Its name: the USS Wahoo.
The Wahoo's early maneuvers in the Pacific were considered unremarkable, but then it was assigned a new skipper -- a charismatic, aggressive young man named Dudley W. Morton. The men who served under him called him "Mush," and, apparently without exception, they loved him.
"My father took over the sub in 1942," said his son Doug, who now lives in Colorado, "and he got the crew together, and he said to them, 'We are not going to sit around. We are going to go out and kill 'em. And in so doing, we might, you might be killed.'"
Morton offered his crew the option of reassignment, no questions asked. "And not one person left. They absolutely adored him."
The Wahoo became one of the most-celebrated submarines of World War II. In a year and a half, Morton's crew sank at least 19 Japanese ships -- more than any other submarine of the time.

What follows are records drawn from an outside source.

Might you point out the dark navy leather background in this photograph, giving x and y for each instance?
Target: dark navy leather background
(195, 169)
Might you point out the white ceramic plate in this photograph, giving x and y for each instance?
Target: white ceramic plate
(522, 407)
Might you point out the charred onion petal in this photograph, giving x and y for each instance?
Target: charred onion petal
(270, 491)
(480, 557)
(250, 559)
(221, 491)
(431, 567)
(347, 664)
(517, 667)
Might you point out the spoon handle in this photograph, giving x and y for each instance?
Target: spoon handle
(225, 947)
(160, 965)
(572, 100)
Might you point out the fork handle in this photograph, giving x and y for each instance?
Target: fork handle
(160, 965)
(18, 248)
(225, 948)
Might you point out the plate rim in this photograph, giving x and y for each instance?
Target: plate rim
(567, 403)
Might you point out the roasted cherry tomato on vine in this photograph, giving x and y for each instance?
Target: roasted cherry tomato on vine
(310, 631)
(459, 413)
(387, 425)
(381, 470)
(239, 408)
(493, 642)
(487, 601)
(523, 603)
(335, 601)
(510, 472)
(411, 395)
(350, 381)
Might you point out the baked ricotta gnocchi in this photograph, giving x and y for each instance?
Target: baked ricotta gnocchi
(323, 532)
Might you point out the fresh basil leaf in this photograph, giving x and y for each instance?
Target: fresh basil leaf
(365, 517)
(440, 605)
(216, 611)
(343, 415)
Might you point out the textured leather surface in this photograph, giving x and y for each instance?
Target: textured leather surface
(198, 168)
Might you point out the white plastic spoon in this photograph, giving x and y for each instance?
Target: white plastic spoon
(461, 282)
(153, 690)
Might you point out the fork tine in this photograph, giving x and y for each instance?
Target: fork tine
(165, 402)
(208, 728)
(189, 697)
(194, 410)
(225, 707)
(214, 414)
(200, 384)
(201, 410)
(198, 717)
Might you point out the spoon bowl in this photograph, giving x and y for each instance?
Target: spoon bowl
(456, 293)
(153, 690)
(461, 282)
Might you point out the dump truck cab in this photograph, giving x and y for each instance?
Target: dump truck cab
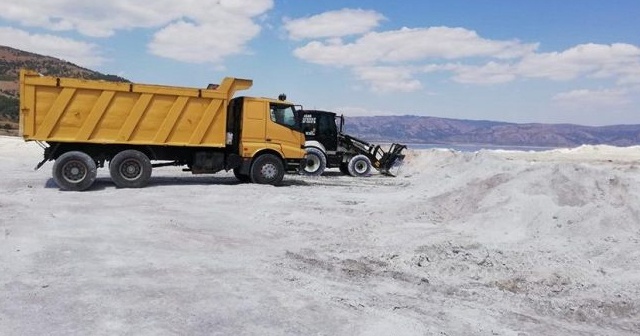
(262, 125)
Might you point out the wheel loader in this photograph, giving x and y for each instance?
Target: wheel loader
(327, 146)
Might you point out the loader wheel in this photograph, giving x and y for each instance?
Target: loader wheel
(74, 171)
(316, 162)
(241, 177)
(130, 169)
(267, 169)
(359, 165)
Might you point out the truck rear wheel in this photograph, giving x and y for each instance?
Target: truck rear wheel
(74, 171)
(344, 168)
(359, 165)
(130, 169)
(267, 169)
(316, 162)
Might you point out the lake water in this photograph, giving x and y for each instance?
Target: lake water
(475, 148)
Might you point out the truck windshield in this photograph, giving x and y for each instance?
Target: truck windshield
(284, 115)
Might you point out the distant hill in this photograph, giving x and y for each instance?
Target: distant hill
(403, 129)
(12, 60)
(415, 129)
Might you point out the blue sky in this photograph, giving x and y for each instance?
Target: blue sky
(548, 61)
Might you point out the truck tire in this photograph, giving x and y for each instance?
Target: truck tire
(267, 169)
(130, 169)
(316, 162)
(74, 171)
(359, 165)
(241, 177)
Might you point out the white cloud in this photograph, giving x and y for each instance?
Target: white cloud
(593, 99)
(618, 61)
(338, 23)
(388, 79)
(586, 59)
(77, 52)
(490, 73)
(401, 55)
(188, 30)
(411, 45)
(356, 111)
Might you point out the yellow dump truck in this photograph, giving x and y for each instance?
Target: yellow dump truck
(83, 124)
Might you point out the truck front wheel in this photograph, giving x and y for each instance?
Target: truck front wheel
(74, 171)
(267, 169)
(130, 169)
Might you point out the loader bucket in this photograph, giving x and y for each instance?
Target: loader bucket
(392, 160)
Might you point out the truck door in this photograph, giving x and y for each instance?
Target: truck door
(283, 128)
(327, 133)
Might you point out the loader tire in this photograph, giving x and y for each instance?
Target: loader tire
(74, 171)
(267, 169)
(359, 165)
(130, 169)
(316, 162)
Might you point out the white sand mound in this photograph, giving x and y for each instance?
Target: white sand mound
(492, 242)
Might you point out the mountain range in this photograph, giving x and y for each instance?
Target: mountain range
(402, 129)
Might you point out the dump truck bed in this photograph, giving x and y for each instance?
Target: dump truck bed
(56, 109)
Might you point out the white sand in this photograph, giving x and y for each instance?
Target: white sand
(486, 243)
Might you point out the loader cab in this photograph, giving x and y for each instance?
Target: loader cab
(321, 126)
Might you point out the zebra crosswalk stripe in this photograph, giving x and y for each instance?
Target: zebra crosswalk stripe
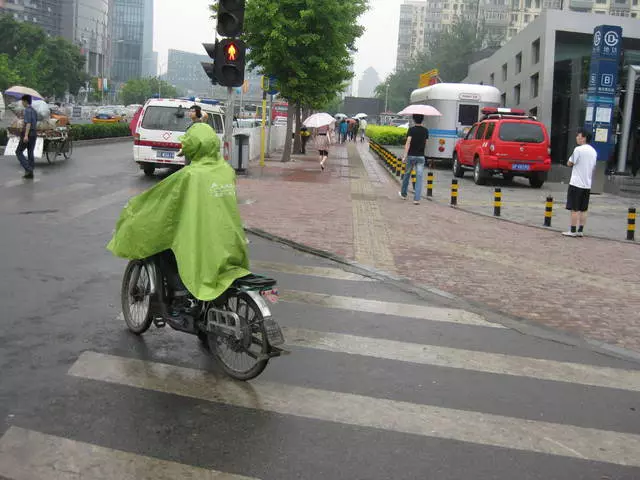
(324, 272)
(358, 410)
(436, 314)
(30, 455)
(540, 369)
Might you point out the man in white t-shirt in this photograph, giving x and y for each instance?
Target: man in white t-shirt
(583, 160)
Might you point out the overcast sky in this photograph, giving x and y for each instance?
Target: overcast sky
(186, 28)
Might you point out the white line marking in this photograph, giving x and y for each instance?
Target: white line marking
(436, 314)
(30, 455)
(324, 272)
(359, 410)
(498, 363)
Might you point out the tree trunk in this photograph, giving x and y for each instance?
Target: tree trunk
(297, 142)
(286, 154)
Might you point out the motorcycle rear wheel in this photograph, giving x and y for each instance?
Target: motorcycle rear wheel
(136, 297)
(237, 358)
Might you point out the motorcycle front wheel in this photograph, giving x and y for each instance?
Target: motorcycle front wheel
(246, 358)
(136, 297)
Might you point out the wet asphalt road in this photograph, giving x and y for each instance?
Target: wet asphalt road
(381, 383)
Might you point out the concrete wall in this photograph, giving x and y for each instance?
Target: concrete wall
(278, 135)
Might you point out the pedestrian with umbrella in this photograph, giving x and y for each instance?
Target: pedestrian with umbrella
(322, 122)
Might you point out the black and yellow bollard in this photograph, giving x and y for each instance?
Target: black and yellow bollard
(631, 224)
(497, 202)
(429, 184)
(548, 212)
(454, 192)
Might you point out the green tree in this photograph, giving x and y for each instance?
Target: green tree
(139, 90)
(307, 45)
(449, 50)
(9, 76)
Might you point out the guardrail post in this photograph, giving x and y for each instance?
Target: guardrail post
(454, 192)
(497, 202)
(548, 211)
(429, 184)
(631, 224)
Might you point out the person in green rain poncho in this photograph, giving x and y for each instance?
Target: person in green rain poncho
(194, 214)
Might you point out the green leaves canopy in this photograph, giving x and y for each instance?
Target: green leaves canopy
(306, 44)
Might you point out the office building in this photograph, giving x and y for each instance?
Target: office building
(544, 70)
(132, 40)
(503, 19)
(368, 83)
(44, 13)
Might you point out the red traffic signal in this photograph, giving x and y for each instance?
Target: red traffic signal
(229, 62)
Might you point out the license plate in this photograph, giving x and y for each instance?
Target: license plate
(167, 155)
(270, 295)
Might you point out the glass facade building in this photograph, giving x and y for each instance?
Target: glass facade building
(132, 39)
(44, 13)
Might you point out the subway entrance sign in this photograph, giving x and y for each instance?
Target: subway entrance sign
(606, 53)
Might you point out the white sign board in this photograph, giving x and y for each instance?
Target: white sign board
(13, 142)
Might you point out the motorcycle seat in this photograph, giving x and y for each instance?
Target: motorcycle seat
(254, 282)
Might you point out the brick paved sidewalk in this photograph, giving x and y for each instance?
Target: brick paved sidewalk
(589, 287)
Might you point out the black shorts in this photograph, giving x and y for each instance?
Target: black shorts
(578, 199)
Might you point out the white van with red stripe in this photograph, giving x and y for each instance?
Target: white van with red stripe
(159, 126)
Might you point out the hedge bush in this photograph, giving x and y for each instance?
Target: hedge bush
(88, 132)
(100, 130)
(387, 135)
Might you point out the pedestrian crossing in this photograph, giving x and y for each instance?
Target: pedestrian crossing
(26, 453)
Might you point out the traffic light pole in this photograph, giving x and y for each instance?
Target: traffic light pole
(262, 131)
(228, 125)
(270, 124)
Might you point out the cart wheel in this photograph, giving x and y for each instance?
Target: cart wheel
(67, 150)
(52, 153)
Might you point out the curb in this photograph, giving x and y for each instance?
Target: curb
(519, 324)
(101, 141)
(513, 222)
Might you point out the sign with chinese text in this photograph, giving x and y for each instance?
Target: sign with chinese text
(603, 83)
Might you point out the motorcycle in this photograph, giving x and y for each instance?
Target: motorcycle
(237, 327)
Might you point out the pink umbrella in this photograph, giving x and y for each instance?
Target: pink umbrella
(426, 110)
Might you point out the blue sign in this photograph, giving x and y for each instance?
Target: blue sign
(603, 82)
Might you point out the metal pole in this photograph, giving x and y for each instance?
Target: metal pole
(626, 117)
(262, 130)
(270, 124)
(228, 125)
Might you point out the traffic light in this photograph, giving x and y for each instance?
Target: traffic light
(230, 17)
(229, 62)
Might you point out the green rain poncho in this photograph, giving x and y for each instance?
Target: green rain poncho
(193, 212)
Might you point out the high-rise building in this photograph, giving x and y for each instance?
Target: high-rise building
(368, 83)
(45, 13)
(132, 40)
(86, 24)
(503, 18)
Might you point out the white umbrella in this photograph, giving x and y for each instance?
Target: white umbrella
(318, 120)
(426, 110)
(18, 91)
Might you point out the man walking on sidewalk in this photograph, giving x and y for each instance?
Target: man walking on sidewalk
(583, 160)
(27, 138)
(414, 157)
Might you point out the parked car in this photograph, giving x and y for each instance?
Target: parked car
(508, 142)
(107, 115)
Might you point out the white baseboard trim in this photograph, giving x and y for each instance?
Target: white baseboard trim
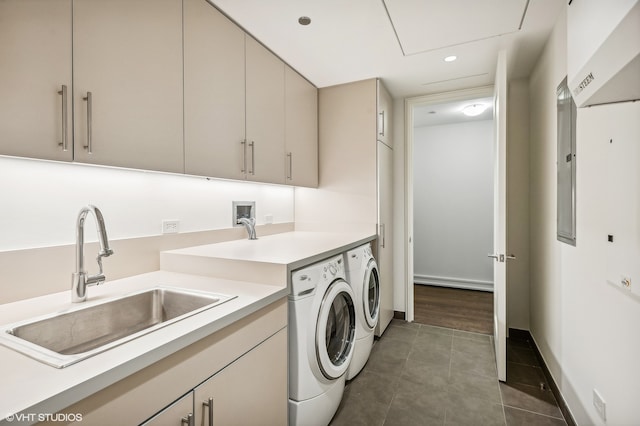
(463, 283)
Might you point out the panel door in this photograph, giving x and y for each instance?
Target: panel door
(127, 63)
(35, 65)
(250, 391)
(214, 93)
(301, 130)
(265, 114)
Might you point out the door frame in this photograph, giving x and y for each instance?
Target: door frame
(409, 105)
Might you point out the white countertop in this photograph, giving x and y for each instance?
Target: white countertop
(30, 386)
(292, 249)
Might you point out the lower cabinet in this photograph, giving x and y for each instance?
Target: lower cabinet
(241, 369)
(247, 392)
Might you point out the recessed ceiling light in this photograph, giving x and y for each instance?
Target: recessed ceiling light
(473, 110)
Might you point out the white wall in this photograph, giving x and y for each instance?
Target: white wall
(586, 329)
(453, 204)
(41, 201)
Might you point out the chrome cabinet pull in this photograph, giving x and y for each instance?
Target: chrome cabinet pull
(89, 146)
(209, 405)
(63, 92)
(244, 156)
(253, 158)
(188, 420)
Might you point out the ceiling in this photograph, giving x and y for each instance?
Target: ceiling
(403, 42)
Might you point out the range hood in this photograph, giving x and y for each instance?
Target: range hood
(612, 74)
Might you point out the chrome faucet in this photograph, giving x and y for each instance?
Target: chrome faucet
(250, 224)
(81, 279)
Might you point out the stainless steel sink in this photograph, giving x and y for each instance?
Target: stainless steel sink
(64, 338)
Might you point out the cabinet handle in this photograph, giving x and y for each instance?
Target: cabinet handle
(253, 158)
(188, 420)
(89, 146)
(209, 405)
(244, 156)
(63, 92)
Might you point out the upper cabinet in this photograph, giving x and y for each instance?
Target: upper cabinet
(214, 93)
(301, 130)
(265, 114)
(385, 115)
(35, 79)
(165, 85)
(127, 66)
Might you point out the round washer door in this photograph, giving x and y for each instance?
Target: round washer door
(335, 330)
(371, 294)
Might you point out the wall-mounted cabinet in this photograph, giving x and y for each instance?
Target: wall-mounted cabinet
(35, 79)
(127, 71)
(301, 130)
(126, 107)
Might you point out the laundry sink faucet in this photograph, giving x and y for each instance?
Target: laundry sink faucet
(80, 279)
(250, 224)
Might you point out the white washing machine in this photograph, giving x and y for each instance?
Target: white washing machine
(362, 273)
(322, 324)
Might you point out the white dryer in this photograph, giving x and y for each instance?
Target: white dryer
(362, 273)
(322, 324)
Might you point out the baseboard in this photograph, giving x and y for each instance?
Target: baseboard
(463, 283)
(564, 408)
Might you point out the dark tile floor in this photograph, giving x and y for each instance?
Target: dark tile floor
(426, 375)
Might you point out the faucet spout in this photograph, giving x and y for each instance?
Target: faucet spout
(80, 279)
(250, 224)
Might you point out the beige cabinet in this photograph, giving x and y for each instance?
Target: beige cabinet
(214, 93)
(265, 160)
(35, 79)
(127, 68)
(301, 130)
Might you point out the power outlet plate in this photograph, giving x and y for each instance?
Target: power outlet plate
(170, 226)
(601, 406)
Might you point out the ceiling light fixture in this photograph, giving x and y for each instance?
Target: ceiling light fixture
(474, 110)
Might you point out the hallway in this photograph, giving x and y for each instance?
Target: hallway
(426, 375)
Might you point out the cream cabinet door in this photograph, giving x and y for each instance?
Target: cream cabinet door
(385, 115)
(127, 64)
(214, 93)
(35, 66)
(250, 391)
(176, 414)
(265, 114)
(301, 130)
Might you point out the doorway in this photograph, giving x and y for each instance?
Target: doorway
(451, 205)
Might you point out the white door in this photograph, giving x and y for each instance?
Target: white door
(500, 215)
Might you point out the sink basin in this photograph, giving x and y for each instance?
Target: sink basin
(64, 338)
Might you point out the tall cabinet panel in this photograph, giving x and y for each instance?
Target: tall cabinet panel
(214, 93)
(127, 65)
(35, 79)
(301, 130)
(265, 114)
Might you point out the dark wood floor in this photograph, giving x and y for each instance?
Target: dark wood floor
(467, 310)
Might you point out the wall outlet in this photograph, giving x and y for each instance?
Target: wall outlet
(170, 226)
(601, 406)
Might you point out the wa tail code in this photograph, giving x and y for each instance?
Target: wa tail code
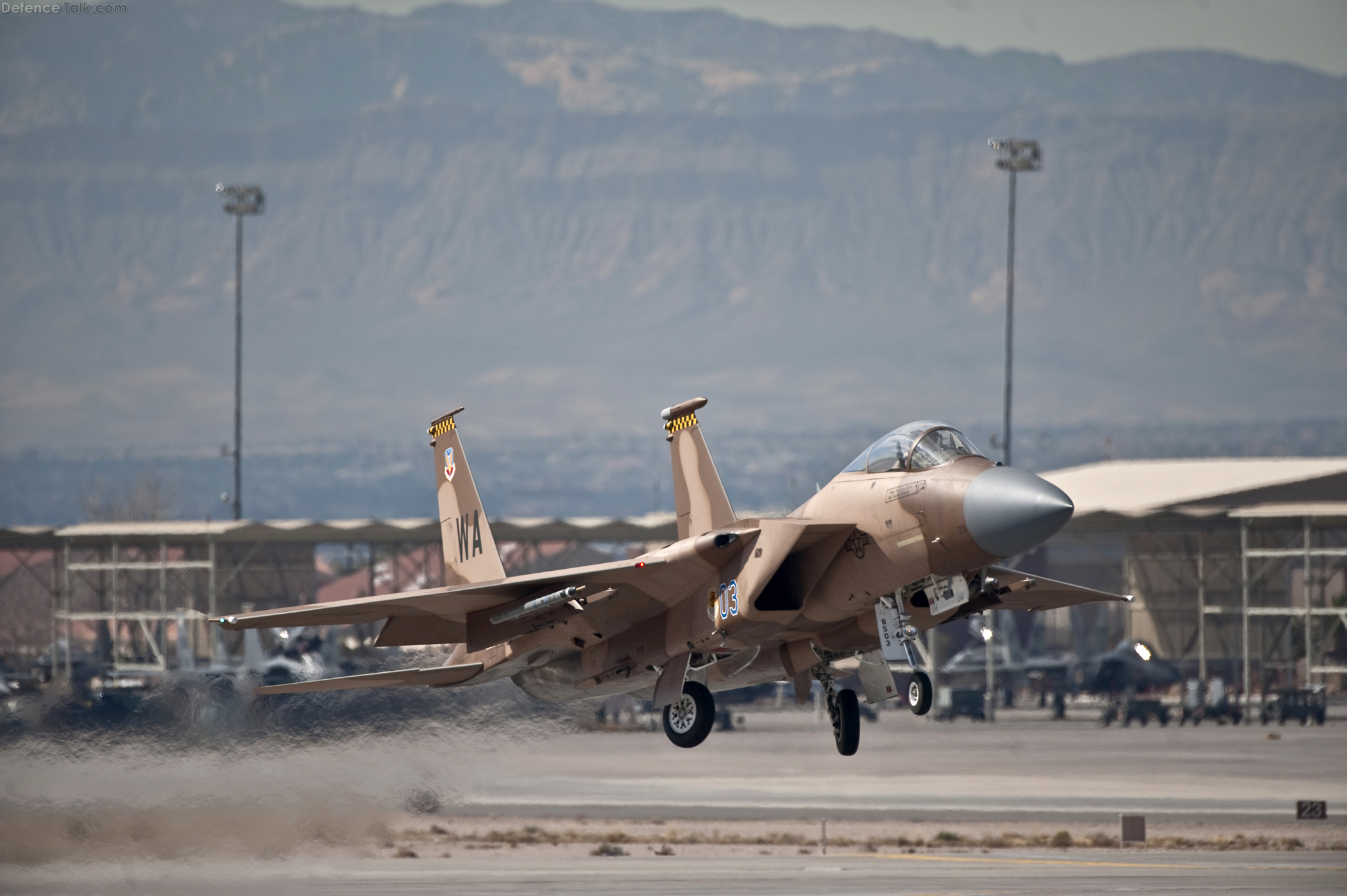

The U.S. Navy, breaking with its usual wartime secrecy, allowed newspaper stories about the Wahoo's exploits. A movie was made, "Destination Tokyo," with Cary Grant as the captain of a fictional submarine that steals into Tokyo harbor. Mush Morton was technical adviser, and people who saw the film said Grant's character was modeled after him.
In September 1943, the Wahoo set out from Midway Island on its seventh mission. The sixth had been unsuccessful; there were problems with the torpedoes. Now the sub was equipped with the Navy's newest torpedo model. Bobby Logue, who had been due for reassignment, was asked to stay on with the crew.